Duplicate Content for index.html
-
In the Crawl Diagnostics Summary, it says that I have two pages with duplicate content which are:
I read in a Dream Weaver tutorial that you should name your home page "index.html" and then you can let www.mywebsite.com automatically direct the user to index.html. Is this a bug in SEOMoz's crawler or is it a real problem with my site?
Thank you,
Dan
-
The code should definitely go into the websites root directory's .htaccess, however .htaccess can be weird, a few days ago I ran into a similar issue with a client's website, and I was able to remedy the issue with a variation of the code.
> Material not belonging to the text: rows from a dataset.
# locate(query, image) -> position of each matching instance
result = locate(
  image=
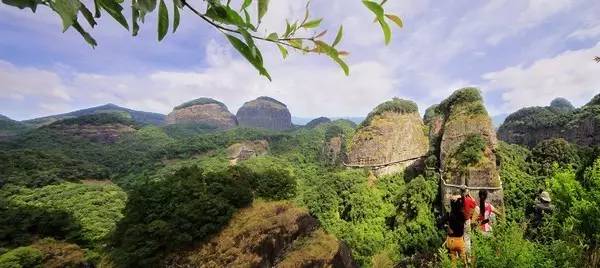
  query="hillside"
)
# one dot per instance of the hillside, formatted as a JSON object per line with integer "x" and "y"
{"x": 529, "y": 126}
{"x": 137, "y": 116}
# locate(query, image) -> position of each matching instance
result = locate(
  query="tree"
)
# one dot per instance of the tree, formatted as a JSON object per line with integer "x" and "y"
{"x": 237, "y": 24}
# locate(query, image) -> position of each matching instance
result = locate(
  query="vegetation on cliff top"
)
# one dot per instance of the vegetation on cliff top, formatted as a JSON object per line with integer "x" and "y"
{"x": 199, "y": 101}
{"x": 395, "y": 105}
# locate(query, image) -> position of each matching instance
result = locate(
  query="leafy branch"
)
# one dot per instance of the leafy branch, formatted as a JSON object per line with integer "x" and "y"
{"x": 236, "y": 24}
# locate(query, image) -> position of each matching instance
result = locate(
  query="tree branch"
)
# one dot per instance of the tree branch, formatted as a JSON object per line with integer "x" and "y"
{"x": 280, "y": 41}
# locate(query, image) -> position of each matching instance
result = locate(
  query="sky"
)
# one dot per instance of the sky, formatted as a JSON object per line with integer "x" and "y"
{"x": 518, "y": 53}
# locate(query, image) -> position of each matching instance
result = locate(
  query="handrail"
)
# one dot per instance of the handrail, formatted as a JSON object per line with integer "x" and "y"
{"x": 384, "y": 164}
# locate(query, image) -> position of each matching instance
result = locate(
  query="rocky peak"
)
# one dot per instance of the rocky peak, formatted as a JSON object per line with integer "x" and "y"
{"x": 390, "y": 139}
{"x": 467, "y": 144}
{"x": 265, "y": 112}
{"x": 204, "y": 111}
{"x": 318, "y": 121}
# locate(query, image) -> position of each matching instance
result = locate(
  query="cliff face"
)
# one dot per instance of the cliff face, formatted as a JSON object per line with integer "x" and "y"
{"x": 245, "y": 150}
{"x": 467, "y": 144}
{"x": 393, "y": 132}
{"x": 529, "y": 126}
{"x": 204, "y": 111}
{"x": 265, "y": 112}
{"x": 273, "y": 234}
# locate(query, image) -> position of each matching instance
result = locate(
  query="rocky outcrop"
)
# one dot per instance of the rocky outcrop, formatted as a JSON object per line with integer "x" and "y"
{"x": 391, "y": 138}
{"x": 245, "y": 150}
{"x": 102, "y": 128}
{"x": 318, "y": 121}
{"x": 272, "y": 234}
{"x": 203, "y": 111}
{"x": 265, "y": 112}
{"x": 467, "y": 144}
{"x": 529, "y": 126}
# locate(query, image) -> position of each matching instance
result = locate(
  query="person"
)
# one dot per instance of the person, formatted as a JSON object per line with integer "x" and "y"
{"x": 542, "y": 207}
{"x": 456, "y": 230}
{"x": 469, "y": 204}
{"x": 485, "y": 212}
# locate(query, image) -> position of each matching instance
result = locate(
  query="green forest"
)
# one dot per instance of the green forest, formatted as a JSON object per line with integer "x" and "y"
{"x": 158, "y": 191}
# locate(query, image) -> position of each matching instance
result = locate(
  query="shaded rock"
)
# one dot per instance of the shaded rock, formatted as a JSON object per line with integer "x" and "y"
{"x": 265, "y": 112}
{"x": 468, "y": 143}
{"x": 203, "y": 111}
{"x": 246, "y": 150}
{"x": 390, "y": 139}
{"x": 272, "y": 234}
{"x": 317, "y": 121}
{"x": 529, "y": 126}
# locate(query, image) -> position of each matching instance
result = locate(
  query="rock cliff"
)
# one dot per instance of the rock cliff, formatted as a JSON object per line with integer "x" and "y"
{"x": 467, "y": 144}
{"x": 203, "y": 111}
{"x": 245, "y": 150}
{"x": 391, "y": 138}
{"x": 529, "y": 126}
{"x": 265, "y": 112}
{"x": 271, "y": 234}
{"x": 317, "y": 121}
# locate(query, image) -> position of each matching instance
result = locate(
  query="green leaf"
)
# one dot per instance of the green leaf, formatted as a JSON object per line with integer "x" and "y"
{"x": 312, "y": 24}
{"x": 114, "y": 10}
{"x": 88, "y": 38}
{"x": 387, "y": 33}
{"x": 67, "y": 10}
{"x": 395, "y": 19}
{"x": 273, "y": 37}
{"x": 375, "y": 8}
{"x": 134, "y": 20}
{"x": 246, "y": 4}
{"x": 176, "y": 16}
{"x": 343, "y": 65}
{"x": 241, "y": 47}
{"x": 163, "y": 20}
{"x": 21, "y": 4}
{"x": 87, "y": 14}
{"x": 283, "y": 50}
{"x": 263, "y": 6}
{"x": 338, "y": 37}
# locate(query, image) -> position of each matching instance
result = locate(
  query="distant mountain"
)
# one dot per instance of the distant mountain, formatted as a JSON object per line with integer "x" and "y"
{"x": 301, "y": 121}
{"x": 9, "y": 127}
{"x": 137, "y": 116}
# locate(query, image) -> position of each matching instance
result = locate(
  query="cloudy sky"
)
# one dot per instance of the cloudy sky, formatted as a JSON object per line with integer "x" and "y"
{"x": 519, "y": 53}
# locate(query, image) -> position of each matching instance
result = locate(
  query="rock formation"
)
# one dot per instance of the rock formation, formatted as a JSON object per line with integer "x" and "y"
{"x": 102, "y": 128}
{"x": 203, "y": 111}
{"x": 317, "y": 121}
{"x": 391, "y": 138}
{"x": 265, "y": 112}
{"x": 246, "y": 150}
{"x": 529, "y": 126}
{"x": 273, "y": 234}
{"x": 467, "y": 145}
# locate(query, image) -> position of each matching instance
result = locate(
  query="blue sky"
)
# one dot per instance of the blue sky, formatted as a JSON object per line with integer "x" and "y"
{"x": 519, "y": 53}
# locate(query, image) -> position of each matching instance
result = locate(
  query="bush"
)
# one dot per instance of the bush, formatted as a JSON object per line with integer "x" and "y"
{"x": 23, "y": 257}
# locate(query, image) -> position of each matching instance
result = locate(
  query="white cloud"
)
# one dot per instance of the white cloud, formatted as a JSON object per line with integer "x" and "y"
{"x": 571, "y": 74}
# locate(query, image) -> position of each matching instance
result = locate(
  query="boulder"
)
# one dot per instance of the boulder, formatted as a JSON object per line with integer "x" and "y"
{"x": 467, "y": 145}
{"x": 203, "y": 111}
{"x": 265, "y": 112}
{"x": 390, "y": 139}
{"x": 245, "y": 150}
{"x": 269, "y": 234}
index Redirect RewriteCond %{THE_REQUEST} ^[A-Z]{3,9}\ /([^/]+/)index.(php|html|htm|asp)\ HTTP/ RewriteRule ^(([^/]+/))index.(php|html|htm|asp)$ http://yoursite.com/$1 [R=301,L]
If you give me the URL for the site I will take a look at it and let you know what would be feasible.
-
Hi Daniel, can you share with us the URL of your site? We can take a look at it and give you a more precise answer that way. Thanks!
-
I eventually figured out that your method was a 301 redirect and I definitely broke my site trying to use the code you posted. .. haha. Its ok though. I just removed the code and it went back to normal. At first, I was editing the .htaccess file in the public_html folder which wasnt working. Then I tried the root folder for the site (I created the .htaccess file since it did not exist.) Neither of those worked. (I am using Bluehost so I do not think that I have root access and I am not sure if it is a Linux server or not.)
If there is an easy way to explain what I am doing wrong, please do so. Otherwise, I will use canonical.
Thanks for everything!
-
@Dan
Thanks for your reply. It seems like there are lots of different ways to solve this problem. I just watched this video on Matt Cutt's blog where he discusses his preference for 301 redirects over rel canonical tag.
Where would you say your solution fits in?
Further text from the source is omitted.